Ransom's head snapped around.

"I read what the Ledger had to say about the assault on your wife. You must want to learn whatever you can about the earlier cases."

"Yes, absolutely," Ransom said, finally leaving the painting and walking a little tentatively back to his seat.

"Now that Lamont von Heilitz's name has come up, it may be as well to go into it."

Ransom slid onto the other couch. He cleared his throat, and when Tom said nothing, swallowed some of his vodka before beginning. "Did Mr. von Heilitz ever do any work on the Blue Rose murders?"

"It was a matter of timing," Tom said. He glanced at the glass he had set on the table, but did not reach for it. "He was busy with cases all over the country. And then, it seemed to come to a neat conclusion. I think it bothered him, though. Some of the pieces didn't seem to fit, and by the time I got to know him, he was just beginning to think about it again.
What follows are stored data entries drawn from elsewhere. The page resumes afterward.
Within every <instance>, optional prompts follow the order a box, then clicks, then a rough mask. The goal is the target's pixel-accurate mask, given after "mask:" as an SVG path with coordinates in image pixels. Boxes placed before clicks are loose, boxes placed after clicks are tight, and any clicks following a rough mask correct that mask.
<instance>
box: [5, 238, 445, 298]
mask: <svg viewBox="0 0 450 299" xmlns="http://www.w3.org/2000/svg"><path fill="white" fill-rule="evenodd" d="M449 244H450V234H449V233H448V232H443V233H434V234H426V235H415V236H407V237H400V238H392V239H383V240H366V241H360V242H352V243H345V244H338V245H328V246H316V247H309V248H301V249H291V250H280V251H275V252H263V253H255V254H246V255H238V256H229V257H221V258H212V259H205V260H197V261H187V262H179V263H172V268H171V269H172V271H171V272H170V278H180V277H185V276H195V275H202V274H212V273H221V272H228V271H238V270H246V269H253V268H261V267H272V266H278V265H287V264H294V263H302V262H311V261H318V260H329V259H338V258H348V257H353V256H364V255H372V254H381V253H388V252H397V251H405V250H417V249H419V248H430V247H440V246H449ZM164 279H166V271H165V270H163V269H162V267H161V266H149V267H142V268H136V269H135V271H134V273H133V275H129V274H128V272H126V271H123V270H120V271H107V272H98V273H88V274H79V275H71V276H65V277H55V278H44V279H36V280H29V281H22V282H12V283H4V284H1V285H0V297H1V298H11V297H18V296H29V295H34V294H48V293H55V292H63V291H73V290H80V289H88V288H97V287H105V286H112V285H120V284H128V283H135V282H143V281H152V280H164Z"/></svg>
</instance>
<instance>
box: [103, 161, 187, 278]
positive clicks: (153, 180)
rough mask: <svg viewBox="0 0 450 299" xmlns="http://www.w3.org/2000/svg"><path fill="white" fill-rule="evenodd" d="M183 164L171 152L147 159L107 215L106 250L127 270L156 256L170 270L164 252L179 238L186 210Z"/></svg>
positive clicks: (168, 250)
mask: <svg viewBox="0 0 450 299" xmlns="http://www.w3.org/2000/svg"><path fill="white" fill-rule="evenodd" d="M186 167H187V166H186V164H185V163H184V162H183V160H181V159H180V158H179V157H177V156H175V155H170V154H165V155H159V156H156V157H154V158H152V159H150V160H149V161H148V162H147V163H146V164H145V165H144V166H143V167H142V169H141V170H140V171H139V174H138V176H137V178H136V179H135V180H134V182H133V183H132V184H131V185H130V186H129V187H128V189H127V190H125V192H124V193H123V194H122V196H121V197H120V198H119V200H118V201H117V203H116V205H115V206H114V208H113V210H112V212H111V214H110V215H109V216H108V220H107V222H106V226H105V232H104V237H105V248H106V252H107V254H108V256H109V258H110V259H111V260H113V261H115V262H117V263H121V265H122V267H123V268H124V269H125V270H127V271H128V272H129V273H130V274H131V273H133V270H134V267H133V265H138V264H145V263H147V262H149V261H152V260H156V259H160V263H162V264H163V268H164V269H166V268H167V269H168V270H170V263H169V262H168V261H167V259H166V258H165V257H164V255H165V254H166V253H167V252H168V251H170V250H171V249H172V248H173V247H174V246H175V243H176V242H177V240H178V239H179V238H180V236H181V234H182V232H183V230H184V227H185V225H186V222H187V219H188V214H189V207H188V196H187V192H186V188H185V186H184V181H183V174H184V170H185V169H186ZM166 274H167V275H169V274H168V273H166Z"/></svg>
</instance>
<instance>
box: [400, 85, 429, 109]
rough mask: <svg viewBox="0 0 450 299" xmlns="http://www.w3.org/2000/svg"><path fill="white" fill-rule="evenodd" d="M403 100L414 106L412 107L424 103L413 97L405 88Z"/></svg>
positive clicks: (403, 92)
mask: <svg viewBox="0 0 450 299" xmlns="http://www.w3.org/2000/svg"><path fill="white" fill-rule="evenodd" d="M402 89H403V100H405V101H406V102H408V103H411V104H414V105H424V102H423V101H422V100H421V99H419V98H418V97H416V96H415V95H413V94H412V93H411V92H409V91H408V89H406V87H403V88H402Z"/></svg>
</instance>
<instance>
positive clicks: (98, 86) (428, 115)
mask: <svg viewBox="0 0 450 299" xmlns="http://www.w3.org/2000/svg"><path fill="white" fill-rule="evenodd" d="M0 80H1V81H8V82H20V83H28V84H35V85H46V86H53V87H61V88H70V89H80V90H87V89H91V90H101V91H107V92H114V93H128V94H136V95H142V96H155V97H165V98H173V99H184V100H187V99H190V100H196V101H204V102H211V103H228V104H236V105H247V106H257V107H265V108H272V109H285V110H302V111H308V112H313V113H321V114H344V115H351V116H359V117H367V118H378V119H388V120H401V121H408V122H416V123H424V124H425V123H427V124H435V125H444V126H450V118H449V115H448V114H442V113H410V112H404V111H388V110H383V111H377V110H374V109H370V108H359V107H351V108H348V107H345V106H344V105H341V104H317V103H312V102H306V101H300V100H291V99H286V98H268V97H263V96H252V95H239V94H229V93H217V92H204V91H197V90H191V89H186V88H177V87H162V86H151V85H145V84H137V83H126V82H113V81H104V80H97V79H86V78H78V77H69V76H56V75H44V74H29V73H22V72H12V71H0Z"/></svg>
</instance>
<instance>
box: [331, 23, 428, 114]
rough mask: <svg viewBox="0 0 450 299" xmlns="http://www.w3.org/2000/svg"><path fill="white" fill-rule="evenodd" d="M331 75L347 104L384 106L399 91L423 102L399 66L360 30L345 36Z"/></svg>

And then I met someone at Eagle Lake who had been connected to the case."

He bent forward, lifted his glass and took another measured sip. I had never had the good luck to meet Lamont von Heilitz, but as I looked at Tom Pasmore, I had the uncanny feeling that I was seeing the old detective before me. John Ransom might have been seeing him, too, from the sudden tension in his posture.

"Who did you meet at Eagle Lake?" John asked. This was the privately owned resort in northern Wisconsin to which a select portion of Millhaven's society families went every summer.